Metadata-Version: 2.1
Name: consistent-sampler
Version: 1.0.6
Summary: Package for consistent sampling with or without replacement.
Home-page: https://github.com/ron-rivest/consistent_sampler
Author: Ronald L. Rivest
Author-email: rivest@mit.edu
License: MIT License
Platform: UNKNOWN
Classifier: Programming Language :: Python :: 3
Classifier: License :: OSI Approved :: MIT License
Classifier: Operating System :: OS Independent
Description-Content-Type: text/markdown

# consistent_sampler
Routine ``sampler`` for providing 'consistent sampling' --- sampling that is
consistent across subsets.  Consistent sampling works by associating a random number with
each element; the desired sample is found by taking the subset of the desired sample size
containing those elements with the smallest associated random numbers.  

The sampling is *consistent* since it consistently favors elements with small associated
random numbers; if two sets S and T have substantial overlap, then their samples of a given 
size will also have substantial overlap (for the same random seed).

This routine is intended for use in election audits,
where the objects being sampled are ballots, but this procedure
is for general use.  For a similar election audit sampling method,
see Stark's election audit tools:
   https://www.stat.berkeley.edu/~stark/Vote/auditTools.htm

This routine takes as input a finite collection of distinct object ids, a random seed, and
some other parameters.  The sampling may be "with replacement" or "without replacement".
One of the additional parameters to the routine is "take" -- the size of the desired
sample.

It provides as output a "sampling order" --- an ordered list of object ids that determine
the sample.  For sampling without replacement, the output can not be longer than the input, as no
object may appear in the sample more than once.  For sampling with replacement, the output 
may be infinite in length, as an object may appear in the sample an arbitrarily large 
(even infinite) number of times.  The output of ``sampler`` is therefore always a python 
generator, capable of producing an infinitely long stream of output object ids.

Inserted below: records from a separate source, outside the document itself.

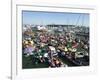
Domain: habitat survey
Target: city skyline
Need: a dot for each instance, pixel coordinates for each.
(62, 18)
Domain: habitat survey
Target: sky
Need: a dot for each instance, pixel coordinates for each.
(45, 18)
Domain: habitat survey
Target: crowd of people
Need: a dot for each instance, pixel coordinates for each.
(48, 47)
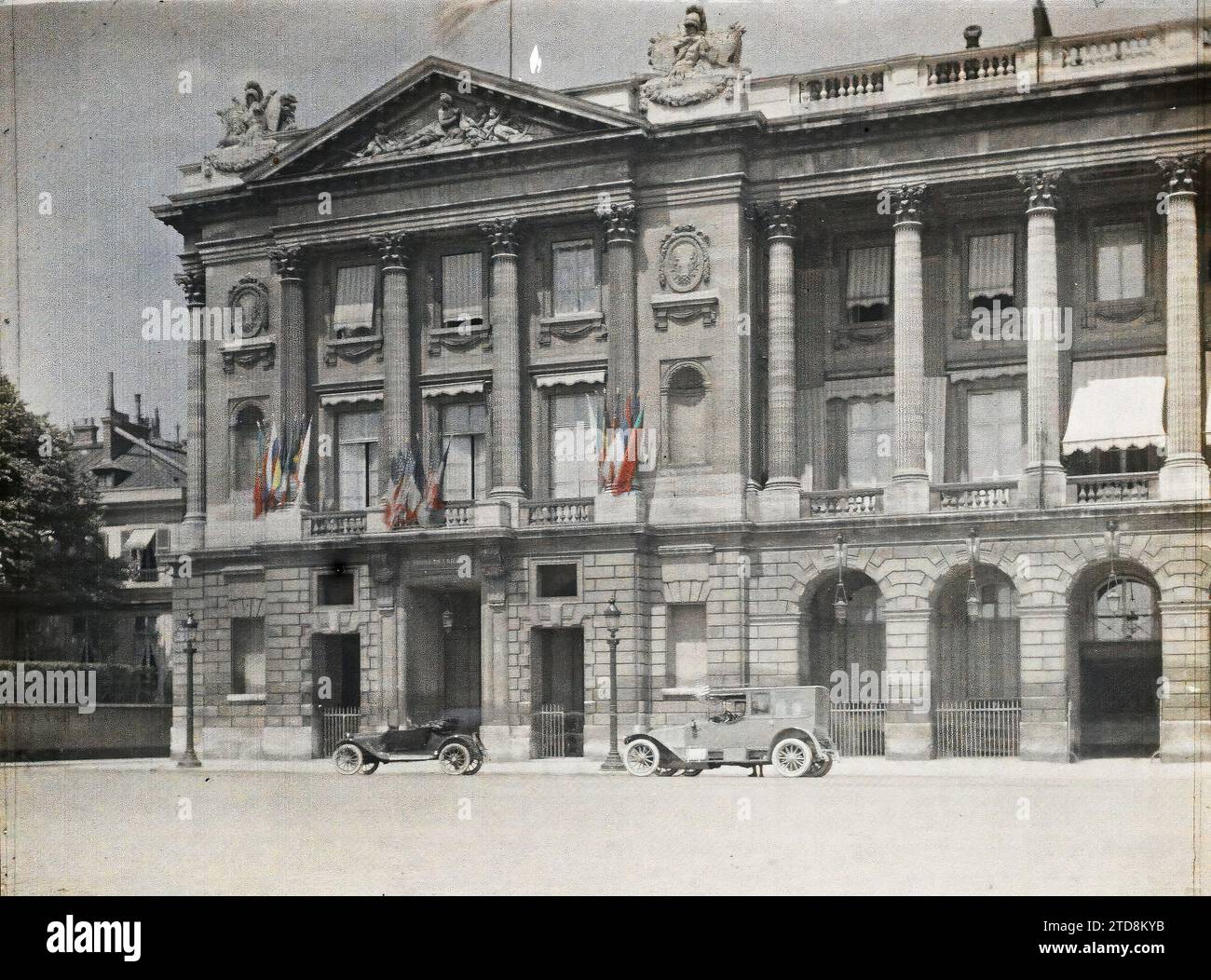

As a small example of sampling without replacement:

    g = sampler(['A-1', 'A-2', 'A-3', 'B-1', 'B-2', 'B-3'], 
                with_replacement=False, take=4, seed=314159, output='id')

yields a generator g whose output can be printed:

    print(list(id for id in g))

which produces:

    ['B-2', 'B-3', 'A-3', 'A-2']

Consistent sampling is not a new idea, see for example
https://arxiv.org/abs/1612.01041
and the references to consistent sampling therein.

The routine here may (or may not) be novel in that it extends consistent
sampling to sampling with replacement: when an item is sampled and then replaced
in the set of items being sampled, it is given a new random number drawn uniformly
from the set of numbers in (0, 1) larger than its previous associated number.
To implement this efficiently and portably, we represent a number in (0, 1) as
a variable-length decimal string of the form '0.dddddd...' . 

For our applications, one big advantage of consistent sampling is the following.
If each county collects cast ballots separately, then they can order their own ballots
for sampling and interpretation independently of what other counties are doing.  An overall
sample can be constructed from the individual county samples.

Further documentation and examples are in the code.